Il Fondo è finalizzato a “progetti di costruzione, ristrutturazione, messa in sicurezza e riqualificazione di asili nido, scuole dell’infanzia e centri polifunzionali per i servizi alla famiglia, con priorità per le strutture localizzate nelle aree svantaggiate del Paese e nelle periferie urbane, con lo scopo di rimuovere gli squilibri economici e sociali ivi esistenti”.
Ma anche a “progetti volti alla riconversione di spazi delle scuole dell’infanzia oggi inutilizzati, con la finalità di riequilibrio territoriale, anche nel contesto di progetti innovativi finalizzati all’attivazione di servizi integrativi che concorrono all’educazione dei bambini e soddisfino i bisogni delle famiglie in modo flessibile e diversificato sotto il profilo strutturale ed organizzativo”.
L’emendamento dispone che, per la realizzazione degli interventi suddetti, “i comuni elaborano progetti di ristrutturazione e riqualificazione degli asili nido esistenti nel proprio territorio”. Un DPCM da emanarsi entro giugno 2020 individuerà le modalità e le procedure di trasmissione dei progetti da parte dei comuni e le regole di riparto e di utilizzo delle risorse. Entro i successivi tre mesi, il Ministero dell’Interno individuerà gli enti beneficiari, gli interventi ammessi al finanziamento e il relativo importo.
Sebbene la prima parte dell’emendamento indichi, tra le finalità, la costruzione di asili nido, scuole dell’infanzia e centri polifunzionali per i servizi alla famiglia, nel prosieguo del testo è definita la procedura di presentazione dei progetti e di finanziamento degli interventi relativi esclusivamente alla “ristrutturazione e riqualificazione degli asili nido esistenti”.
Anche il Dossier dei Servizio Studi del Senato rileva che “lo stesso comma 25 fa riferimento solo a progetti di ristrutturazione e riqualificazione e non anche a progetti di costruzione o di messa in sicurezza, come invece previsto dal comma 24. Appare opportuna una ridefinizione di tali profili” – concludono i tecnici di Palazzo Madama.

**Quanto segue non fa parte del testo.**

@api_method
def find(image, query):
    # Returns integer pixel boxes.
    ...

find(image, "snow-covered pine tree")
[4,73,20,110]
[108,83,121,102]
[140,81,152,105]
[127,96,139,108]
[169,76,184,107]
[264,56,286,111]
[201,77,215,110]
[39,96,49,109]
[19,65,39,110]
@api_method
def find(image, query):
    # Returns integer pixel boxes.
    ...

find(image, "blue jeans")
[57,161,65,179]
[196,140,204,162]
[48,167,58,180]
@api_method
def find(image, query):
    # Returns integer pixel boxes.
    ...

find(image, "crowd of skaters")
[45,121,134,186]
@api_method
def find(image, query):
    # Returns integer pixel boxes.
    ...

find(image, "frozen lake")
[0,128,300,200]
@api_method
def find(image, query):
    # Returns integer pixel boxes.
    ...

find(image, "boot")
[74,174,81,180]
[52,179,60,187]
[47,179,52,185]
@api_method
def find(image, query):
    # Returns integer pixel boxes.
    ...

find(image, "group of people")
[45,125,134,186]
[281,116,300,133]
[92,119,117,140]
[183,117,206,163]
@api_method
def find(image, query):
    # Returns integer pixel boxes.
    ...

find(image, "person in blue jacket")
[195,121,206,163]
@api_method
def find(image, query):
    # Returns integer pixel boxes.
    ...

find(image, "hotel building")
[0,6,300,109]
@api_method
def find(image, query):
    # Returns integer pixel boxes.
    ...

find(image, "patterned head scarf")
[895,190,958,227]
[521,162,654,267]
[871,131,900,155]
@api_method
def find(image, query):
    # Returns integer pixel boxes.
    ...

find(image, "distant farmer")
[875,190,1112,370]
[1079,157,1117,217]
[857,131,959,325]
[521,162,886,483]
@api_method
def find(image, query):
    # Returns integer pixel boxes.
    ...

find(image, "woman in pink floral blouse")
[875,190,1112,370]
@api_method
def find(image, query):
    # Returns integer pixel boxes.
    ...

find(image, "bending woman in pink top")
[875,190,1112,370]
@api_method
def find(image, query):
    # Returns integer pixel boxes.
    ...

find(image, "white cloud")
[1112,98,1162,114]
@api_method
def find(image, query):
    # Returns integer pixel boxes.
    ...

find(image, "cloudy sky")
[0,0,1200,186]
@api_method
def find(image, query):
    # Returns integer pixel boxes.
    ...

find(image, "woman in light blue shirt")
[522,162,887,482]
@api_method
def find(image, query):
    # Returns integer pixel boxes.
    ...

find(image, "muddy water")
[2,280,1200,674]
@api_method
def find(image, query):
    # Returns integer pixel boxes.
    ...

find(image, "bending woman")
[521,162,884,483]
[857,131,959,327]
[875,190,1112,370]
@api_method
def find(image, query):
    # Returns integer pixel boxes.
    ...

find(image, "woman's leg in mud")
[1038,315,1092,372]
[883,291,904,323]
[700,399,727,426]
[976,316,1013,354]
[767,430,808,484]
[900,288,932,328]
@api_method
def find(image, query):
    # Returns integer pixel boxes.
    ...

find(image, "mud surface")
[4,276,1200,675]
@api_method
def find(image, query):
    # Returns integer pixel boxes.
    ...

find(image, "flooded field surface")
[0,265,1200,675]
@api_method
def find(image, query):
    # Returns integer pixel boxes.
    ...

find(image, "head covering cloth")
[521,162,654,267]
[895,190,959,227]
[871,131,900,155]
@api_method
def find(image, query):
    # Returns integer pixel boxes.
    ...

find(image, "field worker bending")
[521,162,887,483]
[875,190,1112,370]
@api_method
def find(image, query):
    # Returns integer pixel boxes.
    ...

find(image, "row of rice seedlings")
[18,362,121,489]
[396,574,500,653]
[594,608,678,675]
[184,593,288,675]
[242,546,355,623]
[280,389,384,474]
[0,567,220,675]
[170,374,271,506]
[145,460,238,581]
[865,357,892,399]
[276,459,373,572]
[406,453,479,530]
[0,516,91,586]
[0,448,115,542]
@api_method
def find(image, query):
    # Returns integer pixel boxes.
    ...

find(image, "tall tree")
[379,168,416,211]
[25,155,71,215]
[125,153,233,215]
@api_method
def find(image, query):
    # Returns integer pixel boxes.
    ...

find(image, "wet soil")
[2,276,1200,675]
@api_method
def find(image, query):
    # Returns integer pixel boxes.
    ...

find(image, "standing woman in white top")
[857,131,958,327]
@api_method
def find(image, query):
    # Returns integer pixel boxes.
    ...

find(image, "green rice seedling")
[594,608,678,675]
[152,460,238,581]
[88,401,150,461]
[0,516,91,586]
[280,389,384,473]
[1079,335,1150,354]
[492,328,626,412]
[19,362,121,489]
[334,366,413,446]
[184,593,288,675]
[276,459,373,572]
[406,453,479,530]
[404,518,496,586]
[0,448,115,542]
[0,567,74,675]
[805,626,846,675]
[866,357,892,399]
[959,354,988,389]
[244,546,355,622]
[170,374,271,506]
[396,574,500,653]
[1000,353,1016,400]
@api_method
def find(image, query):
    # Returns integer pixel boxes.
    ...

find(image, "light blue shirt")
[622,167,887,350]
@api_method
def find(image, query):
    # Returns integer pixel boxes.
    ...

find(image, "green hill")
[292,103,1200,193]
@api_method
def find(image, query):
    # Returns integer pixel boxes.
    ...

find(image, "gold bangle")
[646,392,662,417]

Una ridefinizione è dunque necessaria per non rischiare di dare priorità al miglioramento delle strutture esistenti, indirizzando quindi le risorse verso i Comuni già dotati del servizio, e rinviare la costruzione di nuovi asili nido nei territori che ne sono sprovvisti.
Quello degli asili nido è un tema molto sensibile, soprattutto dopo che il giornalista de ‘Il Mattino’ di Napoli, Marco Esposito, nel suo recente libro ‘Zero al Sud’, ha messo nero su bianco i dati che dimostrano la grave sperequazione fra i territori in termini di servizi per i bambini.
La formulazione definitiva del testo arriverà quando la Legge di Bilancio 2020 verrà approvata.